Cuando salgo de mi cuarto y veo a mi mujer, sé que todo ha salido como esperaba. Mi vida es lo que era, como yo pensaba. Pero entonces veo al otro hombre a la mesa, y cuando intento decirle a mi esposa qué significa todo esto, me doy cuenta de que ellos ni me ven ni me oyen.

Presa del pánico, vuelvo a mi habitación, y le pido un informe a mi máquina.

Lo que me dice la pantalla me estremece. “Técnicamente, ahora no existes”. Entonces trato de retroceder de nuevo, para arreglar la situación, ir allí y no acabar con Fundillo, pensar otra posible solución. O quizá pueda acabar con él y en la siguiente venida las cosas vuelvan a la normalidad. Tiene que ser un fallo de mi máquina, aunque pensé que todo estaba bien, pero debe haber pasado algo que  ha provocado un leve error que aún puedo reparar. Le pido a la máquina que me lleve otra vez a aquel lejano día en el que maté al niño que un día fue mi profesor Carlos Fundillo. Sin embargo la máquina no me obedece. En lugar de eso me ofrece unas imágenes del Fundillo niño que no acabo de entender. La máquina me aclara que es el futuro alternativo de no haber acabado con el niño Fundillo.

Veo al niño rubio y angelical jugando en los columpios. No hay ningún hombre esperándole con un cable de acero en el bolsillo. Solo hay un chico que se ha tomado la mañana libre y que come un bocadillo, en otro banco, cerca de donde había estado yo mismo esperando.

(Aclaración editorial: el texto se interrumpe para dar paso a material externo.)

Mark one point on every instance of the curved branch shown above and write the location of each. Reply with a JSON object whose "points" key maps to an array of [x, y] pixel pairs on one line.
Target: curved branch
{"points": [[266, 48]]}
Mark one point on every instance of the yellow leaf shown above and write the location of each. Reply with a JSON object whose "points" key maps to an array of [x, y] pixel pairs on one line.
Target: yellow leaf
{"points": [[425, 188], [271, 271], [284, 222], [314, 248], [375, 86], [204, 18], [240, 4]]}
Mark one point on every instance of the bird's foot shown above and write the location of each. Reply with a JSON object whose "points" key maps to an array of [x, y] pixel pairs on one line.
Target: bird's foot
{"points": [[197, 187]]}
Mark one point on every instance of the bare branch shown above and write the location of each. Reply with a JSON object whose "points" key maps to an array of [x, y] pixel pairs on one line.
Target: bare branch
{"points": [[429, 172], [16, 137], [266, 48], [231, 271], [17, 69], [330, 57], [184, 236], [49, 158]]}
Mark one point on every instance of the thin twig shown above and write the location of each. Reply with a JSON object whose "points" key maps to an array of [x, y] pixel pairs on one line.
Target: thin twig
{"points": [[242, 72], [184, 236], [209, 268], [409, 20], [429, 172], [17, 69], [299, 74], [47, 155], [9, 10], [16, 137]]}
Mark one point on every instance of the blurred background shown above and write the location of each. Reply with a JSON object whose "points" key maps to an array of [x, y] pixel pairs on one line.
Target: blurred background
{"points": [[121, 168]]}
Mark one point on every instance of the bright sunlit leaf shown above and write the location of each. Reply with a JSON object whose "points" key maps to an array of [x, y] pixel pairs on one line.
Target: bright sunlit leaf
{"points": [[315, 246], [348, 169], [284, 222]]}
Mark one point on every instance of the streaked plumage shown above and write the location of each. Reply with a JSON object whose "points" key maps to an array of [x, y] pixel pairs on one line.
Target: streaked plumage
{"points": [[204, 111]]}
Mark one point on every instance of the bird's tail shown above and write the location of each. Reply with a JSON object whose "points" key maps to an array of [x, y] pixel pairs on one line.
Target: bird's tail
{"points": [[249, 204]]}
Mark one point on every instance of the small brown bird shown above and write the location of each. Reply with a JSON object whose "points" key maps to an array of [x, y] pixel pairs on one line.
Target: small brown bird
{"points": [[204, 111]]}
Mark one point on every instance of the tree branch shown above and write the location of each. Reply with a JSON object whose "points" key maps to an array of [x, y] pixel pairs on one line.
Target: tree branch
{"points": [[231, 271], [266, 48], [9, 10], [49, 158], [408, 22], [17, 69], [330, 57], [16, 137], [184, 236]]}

El niño Fundillo tiene un grave accidente, se cae de un columpio y se rompe una pierna. El muchacho joven suelta el bocadillo, coge al muchacho en brazos y lo lleva a una clínica cercana. El niño rubio chilla de dolor mientras el joven carga con él.

Al llegar a la clínica, les atiende una chica joven, enfermera recién licenciada, que hace pasar al niño a urgencias y que luego se queda hablando con el joven. Ese mismo fin de semana salen juntos y algo más de un año después se casan.

Y allí acaba todo. Vuelvo a salir al salón y chillo a mi mujer y al extraño, pero ninguno de los dos parecen oírme. ¿Qué tienen que ver una pierna rota y unos novios conmigo?

Pero entonces algo me hiela el alma. Y de pronto comprendo. Aquella bonita recién licenciada es la que luego sería mi madre. Aquel chico que comía un bocadillo y que había llevado a Fundillo a la clínica, es el que sería mi padre.

Yo he eliminado la causa de que se conocieran, he eliminado a Fundillo, que sin yo saberlo, además de hacer de mí un hombre brillante, había logrado sin proponérselo, más de treinta años antes, ser de alguna forma la causa primigenia de mi existencia.

Al condenar al Fundillo futuro a la no existencia, me he condenado a mí mismo a igual destino.

Cuando la máquina se queda sin baterías, me doy cuenta de que empiezo a desaparecer.

Ya no soy nadie, jamás he existido. Toda mi vida no es más que una pesada broma del tiempo. Fundillo se ha borrado de mi vida, jamás trabajamos juntos. Jamás existió nuestra relación. Mi vida jamás se cruzó con la de aquel niño asesinado en un descampado por un ser que ya no es. Aunque en realidad eso carece de sentido, porque yo nunca existí, no existo y nunca existiré. Ni existe ya ninguna máquina de Desenfoque Cuántico. (Ni aun ahora me atrevo a pensar que siempre supe la verdadera solución, volver unos meses en el pasado y destruir cualquier vestigio del Desenfocador Cuántico).

Y ahora me desvanezco como las brumas vaporosas del sueño al comenzar la vigilia.